La Gran Niebla de 1952 inspiró una serie de ‘Leyes del Aire Limpio’ que restringieron el uso del carbón y fomentaron el empleo del gas para calentarse y para cocinar.
Los efectos fueron inmediatos, pero no bastaron para impedir otro gran episodio de smog en diciembre de 1962.

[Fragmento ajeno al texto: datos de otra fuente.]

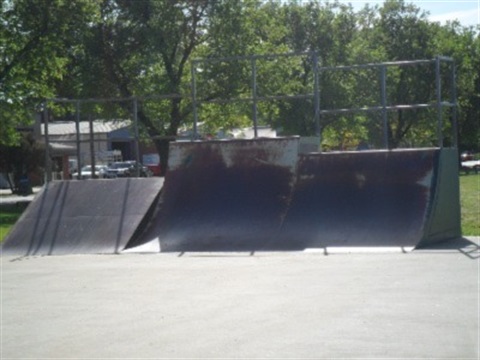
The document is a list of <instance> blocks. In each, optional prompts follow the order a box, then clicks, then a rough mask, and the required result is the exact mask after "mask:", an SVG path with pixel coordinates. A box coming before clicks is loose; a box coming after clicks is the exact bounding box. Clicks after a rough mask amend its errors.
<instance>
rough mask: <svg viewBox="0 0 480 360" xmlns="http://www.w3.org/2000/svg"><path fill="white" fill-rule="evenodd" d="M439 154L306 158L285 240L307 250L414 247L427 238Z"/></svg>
mask: <svg viewBox="0 0 480 360" xmlns="http://www.w3.org/2000/svg"><path fill="white" fill-rule="evenodd" d="M438 154H439V150H436V149H425V150H408V151H407V150H398V151H368V152H345V153H326V154H310V155H302V156H301V157H300V158H299V166H298V177H297V183H296V186H295V193H294V196H293V200H292V203H291V205H290V209H289V212H288V215H287V218H286V221H285V223H284V225H283V231H282V234H281V236H283V237H286V238H288V239H290V241H293V242H295V241H296V242H299V246H300V247H303V248H309V247H328V246H351V247H365V246H375V247H386V246H396V247H397V246H404V247H414V246H415V245H416V244H417V243H418V242H419V241H420V239H421V238H422V236H423V229H424V225H425V220H426V218H427V214H428V209H429V204H430V202H431V200H432V192H433V190H434V189H433V187H432V186H433V183H434V180H435V179H436V176H437V174H436V172H435V168H436V164H437V163H438Z"/></svg>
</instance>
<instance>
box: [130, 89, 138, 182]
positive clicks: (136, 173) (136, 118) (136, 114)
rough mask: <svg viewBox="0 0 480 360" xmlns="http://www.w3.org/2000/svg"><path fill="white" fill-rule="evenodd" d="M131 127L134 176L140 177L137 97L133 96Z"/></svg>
mask: <svg viewBox="0 0 480 360" xmlns="http://www.w3.org/2000/svg"><path fill="white" fill-rule="evenodd" d="M132 111H133V128H134V131H135V160H136V166H135V176H136V177H140V147H139V135H138V99H137V98H136V97H134V98H133V110H132Z"/></svg>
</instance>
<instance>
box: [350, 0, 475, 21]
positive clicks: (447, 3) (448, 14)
mask: <svg viewBox="0 0 480 360" xmlns="http://www.w3.org/2000/svg"><path fill="white" fill-rule="evenodd" d="M342 1H343V0H342ZM343 2H345V3H351V4H352V5H353V7H354V8H355V9H356V10H359V9H360V8H362V7H363V6H364V5H365V4H366V3H369V4H370V5H374V4H382V3H383V0H344V1H343ZM405 2H406V3H413V4H415V5H416V6H418V7H419V8H421V9H422V10H425V11H428V12H429V13H430V15H429V17H428V18H429V19H430V21H439V22H440V23H441V24H445V23H446V21H447V20H458V21H460V23H461V24H462V25H463V26H470V25H480V0H406V1H405Z"/></svg>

Yo tuve la mala suerte de estar en Londres en aquel entonces. La visibilidad era casi nula, el aire tenía un raro espesor y olía a aceite requemado. Mientras caminaba a tientas por una calle que conocía bien, podía atisbar de vez en cuando las casas a ambos lados. (El autor, Brian Fagan es experto en historia del cambio climático, profesor en la Universidad de Santa Bárbara, California, y autor entre otros libros de ‘Pequeña Edad de Hielo’. BBCMundo)
UN SALDO ASFIXIANTE
-El episodio de 1952 causó la muerte de 12 mil personas, pero diez años después, en 1962, hubo 750 muertes más de las habituales.
-Esta vez el nivel de dióxido de carbono fue siete veces superior al normal. Y el humo fue 2.5 veces más espeso.
-Millones de personas sobrevivieron varios días en condiciones lamentables.